Indeed, improvements to AC Transit lines include signal upgrades to keep lights green a bit longer so buses can pass. And, as Walsh opined, it’s probably not a terrible thing if a pedestrian has to wait as well for a few seconds longer to allow a bus to get through an intersection. The problem is the double standard–motorists on cross streets with major bus lines get a green automatically. Pedestrians, on the other hand, have to come to the intersection, push the button, and then often wait through entire signal cycles before they can cross, making it even harder to walk anywhere in the East Bay–including to a bus stop.
“AC Transit includes ‘crosswalk push button’ systems in proposed street designs for bus route improvement, where applicable. As you know, we are not a city agency but instead operate in 13 cities and unincorporated areas. Ultimately, the activation of ‘crosswalk push buttons’ is determined by the engineers of the individual municipality,” explained AC Transit’s Robert Lyles.
Streetsblog reached out to Oakland and will update this post. Meanwhile, “Oakland typically adds them when a signal is replaced, which is an expensive proposition and usually only happens with grant funding or via a standalone capital project,” explained Bike East Bay’s Robert Prinz. “For instance, a bunch of signals around Lake Merritt BART were replaced a few years back, as were most of the signals via the East Bay BRT project, both of which added beg buttons at many locations, as well as countdown displays.”

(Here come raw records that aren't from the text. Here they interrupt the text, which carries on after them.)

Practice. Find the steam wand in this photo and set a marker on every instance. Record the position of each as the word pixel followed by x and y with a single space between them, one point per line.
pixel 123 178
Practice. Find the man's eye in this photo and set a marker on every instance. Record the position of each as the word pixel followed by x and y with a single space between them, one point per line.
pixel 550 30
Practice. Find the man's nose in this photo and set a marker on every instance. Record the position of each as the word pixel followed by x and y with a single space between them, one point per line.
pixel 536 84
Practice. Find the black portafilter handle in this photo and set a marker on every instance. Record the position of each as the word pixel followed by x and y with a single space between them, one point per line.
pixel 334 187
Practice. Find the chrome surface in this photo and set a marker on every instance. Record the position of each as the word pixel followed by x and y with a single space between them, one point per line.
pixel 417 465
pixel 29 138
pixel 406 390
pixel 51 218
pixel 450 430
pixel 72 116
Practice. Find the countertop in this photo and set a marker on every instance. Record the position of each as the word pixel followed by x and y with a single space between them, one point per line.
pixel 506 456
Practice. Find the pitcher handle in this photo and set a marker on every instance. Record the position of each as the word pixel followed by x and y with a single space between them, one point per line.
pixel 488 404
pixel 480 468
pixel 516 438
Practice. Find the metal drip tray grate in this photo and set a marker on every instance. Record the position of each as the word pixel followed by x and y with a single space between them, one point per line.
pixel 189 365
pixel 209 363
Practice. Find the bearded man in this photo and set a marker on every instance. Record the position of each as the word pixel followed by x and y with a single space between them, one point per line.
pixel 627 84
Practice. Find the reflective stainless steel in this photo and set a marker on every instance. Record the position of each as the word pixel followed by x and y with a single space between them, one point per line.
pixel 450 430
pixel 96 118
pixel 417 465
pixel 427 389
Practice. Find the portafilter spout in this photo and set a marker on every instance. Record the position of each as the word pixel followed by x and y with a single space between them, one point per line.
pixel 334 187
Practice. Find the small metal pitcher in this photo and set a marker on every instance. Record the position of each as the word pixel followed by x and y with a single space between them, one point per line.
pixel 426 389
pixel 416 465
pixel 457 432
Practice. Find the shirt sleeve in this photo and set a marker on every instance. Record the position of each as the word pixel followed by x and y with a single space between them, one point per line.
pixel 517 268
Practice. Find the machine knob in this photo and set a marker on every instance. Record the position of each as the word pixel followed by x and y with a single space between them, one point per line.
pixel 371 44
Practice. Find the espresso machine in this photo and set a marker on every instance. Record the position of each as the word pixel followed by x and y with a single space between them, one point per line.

“There is indeed usually no public communications or outreach around these types of signal changes,” he added. “The assumption from OakDOT (wrong, in my opinion) appears to be that physical changes to streets require a substantial community involvement, but signal operations changes can be implemented with no public process.”
Walsh, meanwhile, took video of the intersection of Shattuck and Alcatraz in Oakland to show how the new beg buttons give pedestrians the absolute lowest priority, sometimes forcing them to wait through entire signal cycles before they can cross legally.
From Streetsblog’s view, this is exactly the kind of implementation that flies in the face of equity. If someone is on foot, riding a bike, or driving a car, they deserve an equitable environment where everyone can safely and comfortably get to their destination. And buses full of people doing the least damage to the environment and taking up the least amount of space clearly should have preemption, not just “priority,” over cross traffic–lights should cycle to green or stay green as a bus approaches.
But that doesn’t mean pedestrians should be given short shrift by making them push a button and wait through an entire cycle of the light before they are forced to dash across every intersection whether or not a bus is approaching, as seen in Walsh’s video. That’s clearly giving them lower priority–far lower in fact–than individuals in private automobiles. Many of those pedestrians are also AC Transit bus riders walking to and from their buses, so in effect, when cities add “beg buttons” at the request of AC Transit, they are often transferring bus delay to their own riders, which doesn’t make a whole lot of sense. Streetsblog watched a video meeting in Berkeley about plans to speed up buses on Telegraph where Will Buller, a Traffic Engineer with AC Transit, argued that pedestrian beg buttons make the intersection more efficient.
But more efficient for whom? Walsh, meanwhile, is meeting about this issue with Berkeley officials to advocate for a more balanced approach so its crossing buttons help speed up buses, but also prioritize pedestrians over people in private cars.